Le gaullisme était une attitude : l'intégrité. Ce principe de vertu, foulé aux
pieds par des professionnels de la candidature qu'obsède leur financement, est
bien mal en point au RPR. Que reste-t-il, dans cette pompe à phynances, de
l'austère vertu du moine-soldat ? Peu de choses. Les "affaires" rythment la vie
du parti, la résume pour ainsi dire. étouffer
les révélations, ou, à défaut, enterrer les dossiers, voilà ce qui accapare
l'esprit et l'énergie des néogaullistes. Plus qu'"une certaine idée de la
France", c'est une certaine idée de la justice que mettent en pratique les
héritiers autoproclamés du général de Gaulle. L'église
RPR jouit en toute impunité de ses privilèges et trahit, chaque fois qu'elle le
peut, l'exemple de son fondateur - homme intègre s'il en fût. Que retient la
chronique, après bientôt deux années de chiraquisme ? De conquêtes sociales, de
croissance prométhéenne, de coups d'éclat planétaires, point. Mais des
ristournes locatives, des femmes de ménage prêtées aux frais du contribuable, de
médiocres prises d'intérêt, des salles de bains en marbre... De Gaulle qui, à
l'instar de Poincaré, réglait sur ses deniers ses dépenses personnelles,
aurait-il gardé un Premier ministre ridiculisé par une minable affaire de
népotisme ? On en doute. Ses valeurs n'étaient pas immobilières.
Le gaullisme, c'était également une discipline - celle de l'ingratitude :
l'intérêt général avant celui des affidés.
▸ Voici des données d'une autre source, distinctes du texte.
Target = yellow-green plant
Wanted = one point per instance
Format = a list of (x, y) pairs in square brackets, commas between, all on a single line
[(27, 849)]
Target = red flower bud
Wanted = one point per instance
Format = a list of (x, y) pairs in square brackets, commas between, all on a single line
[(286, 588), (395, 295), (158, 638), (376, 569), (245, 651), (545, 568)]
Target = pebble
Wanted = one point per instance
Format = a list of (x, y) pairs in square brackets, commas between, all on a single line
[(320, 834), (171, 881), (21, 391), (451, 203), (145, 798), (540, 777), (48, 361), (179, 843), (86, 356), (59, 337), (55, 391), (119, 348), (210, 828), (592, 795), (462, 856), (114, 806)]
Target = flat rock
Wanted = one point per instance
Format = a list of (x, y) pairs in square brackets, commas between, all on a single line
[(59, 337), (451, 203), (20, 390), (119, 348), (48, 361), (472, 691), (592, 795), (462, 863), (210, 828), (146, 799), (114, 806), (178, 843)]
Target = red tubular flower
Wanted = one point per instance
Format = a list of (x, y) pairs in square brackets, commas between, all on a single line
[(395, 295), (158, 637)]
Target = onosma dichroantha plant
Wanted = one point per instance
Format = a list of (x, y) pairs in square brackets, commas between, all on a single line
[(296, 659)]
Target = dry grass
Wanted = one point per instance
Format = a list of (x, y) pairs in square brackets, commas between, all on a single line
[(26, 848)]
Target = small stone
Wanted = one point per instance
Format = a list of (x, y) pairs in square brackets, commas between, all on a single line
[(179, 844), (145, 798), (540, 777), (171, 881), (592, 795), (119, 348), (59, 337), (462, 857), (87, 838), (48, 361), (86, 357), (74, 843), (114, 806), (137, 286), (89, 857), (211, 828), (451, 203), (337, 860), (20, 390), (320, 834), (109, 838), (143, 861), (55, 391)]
Prodige de l'évolution : en vingt
ans, les néo-gaullistes auront réussi à inverser ce dogme et à ériger le
clientélisme, voire le clanisme, en système. De Gaulle, qui savait ce qu'il
advient de la res publica tombée aux mains des factions les redoutait
plus que tout. Les partis ? Un mal nécessaire, reconnu par la Constitution, mais
dont il fallait encadrer l'activité et juguler le pouvoir afin que jamais ils ne
prissent le pas sur les institutions. L'actuel garde des Sceaux s'est chargé à
maintes reprises de montrer dans quelle estime les néogaullistes tiennent ce
commandement, tout comme la famille Tiberi a su donner une illustration
édifiante de la conception néogaulliste du bien public. Là où les gaullistes
servaient une vision, les néogaullistes se servent d'un savoir-faire éprouvé
(attribution de marchés publics, nominations, interventions). Élus corrompus,
prévaricateurs, concussionnaires, soutenus à bout de bras par le pouvoir, en
attesteront; bétonneurs, recycleurs d'eaux usagées et gros céréaliers ne le
démentiront pas. L'État-RPR reste fidèle à son principe dynamique : le
clientélisme. Bel hommage au gaullisme et à son "obligation d'ingratitude" !
Le gaullisme, enfin, était une philosophie - celle de la résistance. Une
résistance entendue au sens de Camus : être contre "les Dieux", contre la
fatalité qui écrase l'homme et l'humilie en le dépouillant de son destin.
à Londres, à Montréal, à
Phnom-Penh, ce fut la philosophie donquichottesque de l'homme du 18-Juin. Quand
la cause était perdue, de Gaulle faisait "comme si". Comme si la liberté de
choisir demeurait entière. Comme si le combat pouvait continuer. Désespérer, se
résigner, c'eût été collaborer, c'eût été trahir la cause des hommes - "la seule
qui compte", tranchait Colombey.
On pourra, à juste titre, se moquer de cette imagerie et de l'idolâtrie qu'elle
suscite. Mais, face à l'adversité, ce rebelle était celui qui, dans le sillage
de Zola et de Clemenceau, "se lève et dit non ! Il disait: non comme naguère !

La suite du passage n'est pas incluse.